Base on what we have done I think we should consider sign contract with agents in cluster 1 or 3.
List of players perform best in both Avg and OPS
Best <- subset(Bas, OPS > 0.9 & Avg > 0.3)
Best <- Best[order(Best$OPS, decreasing = TRUE),]
Best
## Avg OPS HR Age Length AAV Fit.cluster
## 56 0.311 1.048 41 28 4 24 1
## 61 0.348 1.038 45 26 2 26 1
## 26 0.333 1.010 35 30 4 14 1
## 31 0.341 1.001 38 34 3 16 1
## 21 0.390 0.999 41 29 3 16 1
## 46 0.315 0.989 39 30 3 20 1
## 51 0.320 0.981 40 34 4 24 1
## 16 0.338 0.953 39 28 2 17 1
## 66 0.320 0.925 46 26 4 24 1
## 6 0.345 0.924 38 30 6 13 3
List of players in cluster 3
group3 <- subset(Bas, Fit.cluster == 3)
group3 <- group3[order(group3$OPS, decreasing = TRUE),]
group3
## Avg OPS HR Age Length AAV Fit.cluster
## 6 0.345 0.924 38 30 6 13 3
## 42 0.262 0.917 24 26 5 2 3
## 22 0.300 0.911 36 26 4 6 3
## 27 0.280 0.893 43 27 5 3 3
## 32 0.310 0.892 34 28 4 4 3
## 52 0.295 0.891 33 28 5 3 3
## 63 0.280 0.850 24 24 4 11 3
## 37 0.280 0.819 34 25 5 6 3
We will chose the top 5 in the “Best” group and the top 5 in “group3”. We will use OPS as the main ordering factor (the baseball metrics is the most important factor consider in choosing the agents and Avg and OPS are correlated to each other). We pick agents from 2 group since to balance out the risk of paying a large amount of money and revising contract after short time.
#This rank is base on the OPS and Avg measure.
GoodAgent <- baseballData[ c(56,61,26,31,21,6,42,22,27,32), ]
GoodAgent <- GoodAgent[order(GoodAgent$OPS, GoodAgent$Avg, decreasing = TRUE),]
GoodAgent$Rank <- 1:10
GoodAgent
## Code Avg OPS HR Age Length AAV Rank
## 56 56 0.311 1.048 41 28 4 24 1
## 61 61 0.348 1.038 45 26 2 26 2
## 26 26 0.333 1.010 35 30 4 14 3
## 31 31 0.341 1.001 38 34 3 16 4
## 21 21 0.390 0.999 41 29 3 16 5
## 6 6 0.345 0.924 38 30 6 13 6
## 42 42 0.262 0.917 24 26 5 2 7
## 22 22 0.300 0.911 36 26 4 6 8
## 27 27 0.280 0.893 43 27 5 3 9
## 32 32 0.310 0.892 34 28 4 4 10
We might want to argue the ranking position 1 or 2 for agent 61 in the list.

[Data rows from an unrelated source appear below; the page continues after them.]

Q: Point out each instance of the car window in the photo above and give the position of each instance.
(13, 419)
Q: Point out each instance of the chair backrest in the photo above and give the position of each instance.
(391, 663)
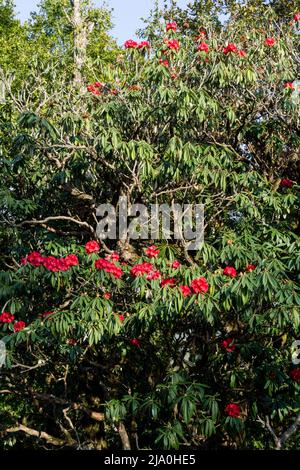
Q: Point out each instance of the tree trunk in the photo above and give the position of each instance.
(80, 42)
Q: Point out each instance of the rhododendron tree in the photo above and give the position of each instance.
(144, 343)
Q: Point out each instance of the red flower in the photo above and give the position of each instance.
(199, 285)
(107, 266)
(51, 263)
(115, 256)
(6, 317)
(250, 267)
(153, 275)
(289, 86)
(144, 44)
(46, 314)
(172, 25)
(176, 264)
(203, 47)
(152, 251)
(143, 268)
(270, 42)
(72, 342)
(231, 47)
(71, 260)
(35, 258)
(227, 345)
(233, 410)
(286, 183)
(130, 44)
(229, 271)
(168, 282)
(201, 36)
(92, 247)
(165, 62)
(295, 375)
(172, 44)
(18, 326)
(186, 291)
(62, 265)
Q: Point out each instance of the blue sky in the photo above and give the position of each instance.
(126, 14)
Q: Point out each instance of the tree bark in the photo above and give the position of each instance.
(81, 28)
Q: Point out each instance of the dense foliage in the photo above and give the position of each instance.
(147, 345)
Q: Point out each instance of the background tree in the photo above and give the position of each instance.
(207, 118)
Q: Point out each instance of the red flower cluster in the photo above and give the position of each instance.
(289, 86)
(164, 62)
(203, 47)
(168, 282)
(92, 247)
(176, 264)
(152, 251)
(233, 410)
(186, 291)
(250, 267)
(46, 314)
(6, 317)
(153, 275)
(172, 44)
(295, 375)
(107, 266)
(142, 268)
(270, 42)
(171, 26)
(199, 285)
(231, 47)
(201, 36)
(286, 183)
(34, 258)
(130, 44)
(19, 326)
(230, 271)
(95, 88)
(144, 44)
(50, 262)
(227, 345)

Personally, if we have to pick either 56 or 61, I think we should choose agent 61 because that player is performing well in all the metrics (all the metrics rank is balance). However, if we want to have lower risk, agent 56 is a better choice.
Overall, the list (GoodAgent) is the list of player we should consider sign in the contract in our team. Besides, any players in the list called “Best” and “group3” are potential players we might consider to sign contracts.